The carless on campus conundrum

Illustration by Shelsey Braswell

Walking to class in 14 inches of snow and sliding around on slippery sidewalks isn’t always fun. Neither is paying hundreds of dollars in parking fees and tickets. However, there are pros and cons that come with both owning a car and being carless that include buying parking passes, getting around town and visiting family back home.

Sophomore Adrian Valencia is from Tucson and finds it difficult to go home as often as he would like. To attend family events and ceremonies, Valencia has to take a seven-hour bus ride home. The commute often causes him to miss classes.

This is troubling, Valencia said, because going home is a form of stress relief, and the inability to do so makes him more anxious. Valencia also said not having a car restricts the places he can work. It would be difficult working at the mall because it is all the way across town, and places closer to campus are often fully staffed.

“It can be difficult not having a car, because it can really limit where you can go,” Valencia said. “It can get old being secluded to just campus and the few places that surround it.”

Winter can be another obstacle carless students have to face. Sophomore Nicole Pablo experienced many problems during the past winter, from becoming ill to getting her socks and shoes wet. Pablo said she couldn’t go to the usual places she needed to, because it would be too cold to walk, and getting groceries on foot in the snow became a huge problem. She even recalled slipping while walking to class the day before classes were canceled.

The icy weather also affected Pablo’s ability to go home. She said her family often doesn’t feel comfortable driving to Flagstaff from New Mexico to bring her home. Throughout the winter, she has to frequently stay in town, while she would rather be at home.

“Being in college can be very stressful,” Pablo said. “Terrible weather and having to travel in it doesn’t make it any better.”

Miss Indigenous NAU, Brandi Espuma, has to attend events associated with her title, and not having a car has infringed on those tasks. Espuma has to go to events around Flagstaff and even to places on her reservation. She said using public transportation, taking Ubers and walking can be uncomfortable and even dangerous for women.

“Asking people for a ride can be embarrassing,” Espuma said. “NAU is so condensed, and the rest of Flagstaff is so spread out, and that makes getting around much harder.”

Sophomore Ellisha Tsinnijinnie has a car on campus and said it can be inconvenient at times. Tsinnijinnie said she also experiences troubles during the winter. Near her apartment is a steep hill, and during the winter, it’s very icy. She’s seen other cars slide down, which made her scared to drive. She also tried to park by Cline Library or at the San Francisco Parking Structure, but all the passes were taken. She had to settle for a spot at the south commuter lot, and there were still hardly any parking spots available.

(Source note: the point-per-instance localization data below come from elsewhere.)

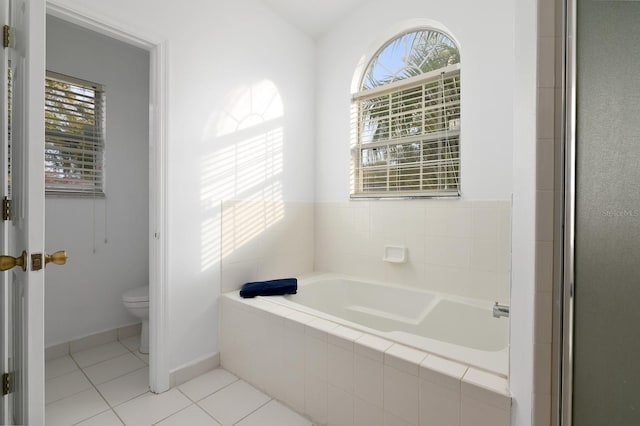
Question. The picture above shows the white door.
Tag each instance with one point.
(22, 182)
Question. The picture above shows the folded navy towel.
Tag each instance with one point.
(270, 288)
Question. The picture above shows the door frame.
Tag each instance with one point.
(566, 294)
(159, 372)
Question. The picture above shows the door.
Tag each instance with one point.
(23, 183)
(606, 369)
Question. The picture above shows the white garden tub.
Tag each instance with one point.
(457, 328)
(346, 351)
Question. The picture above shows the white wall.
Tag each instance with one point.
(219, 52)
(485, 33)
(84, 296)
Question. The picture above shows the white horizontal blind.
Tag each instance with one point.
(74, 136)
(407, 137)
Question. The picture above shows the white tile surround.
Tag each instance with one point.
(338, 376)
(74, 397)
(454, 246)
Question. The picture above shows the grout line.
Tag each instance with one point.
(270, 399)
(96, 363)
(208, 395)
(182, 409)
(95, 415)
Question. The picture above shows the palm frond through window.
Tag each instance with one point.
(74, 136)
(406, 120)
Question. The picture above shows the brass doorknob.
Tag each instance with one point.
(8, 262)
(59, 258)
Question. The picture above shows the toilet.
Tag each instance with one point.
(136, 301)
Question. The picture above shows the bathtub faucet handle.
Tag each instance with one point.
(500, 310)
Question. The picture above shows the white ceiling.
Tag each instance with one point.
(313, 17)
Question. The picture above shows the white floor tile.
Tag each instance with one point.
(207, 384)
(192, 415)
(234, 402)
(108, 418)
(132, 343)
(126, 387)
(58, 367)
(150, 408)
(113, 368)
(274, 413)
(75, 408)
(64, 386)
(99, 353)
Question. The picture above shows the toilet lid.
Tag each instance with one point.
(138, 294)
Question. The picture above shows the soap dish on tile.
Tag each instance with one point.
(395, 254)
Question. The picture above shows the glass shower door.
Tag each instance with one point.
(606, 355)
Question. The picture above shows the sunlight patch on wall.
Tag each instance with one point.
(247, 166)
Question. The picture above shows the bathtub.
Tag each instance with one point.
(348, 352)
(453, 327)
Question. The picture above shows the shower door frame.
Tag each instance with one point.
(565, 367)
(159, 373)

“It’s so annoying to pay so much money just to be inconvenienced,” Tsinnnijinnie said. “Parking in other places means getting tickets, and that is just as bad.”

Owning a car comes with more fees than simply paying for parking permits. A student would also have to pay for insurance, maintenance and an actual car payment. All of these bills can be hard to keep up with on a college budget.

Espuma said being carless helps the environment. She said driving can have a lot of carbon emissions, and one benefit of public transportation is that it reduces the strain on the environment.

Pablo said since she doesn’t have a car, she has the opportunity to see stores and restaurants she wouldn’t see while driving. This allows her to shop at more local businesses, rather than driving to shop at large corporations.

While having a car can seem like the best thing for a college student, the responsibilities and fees may not be worth the convenience. Exploring campus and the surrounding areas, and having extra cash may be a greater weight on the scale.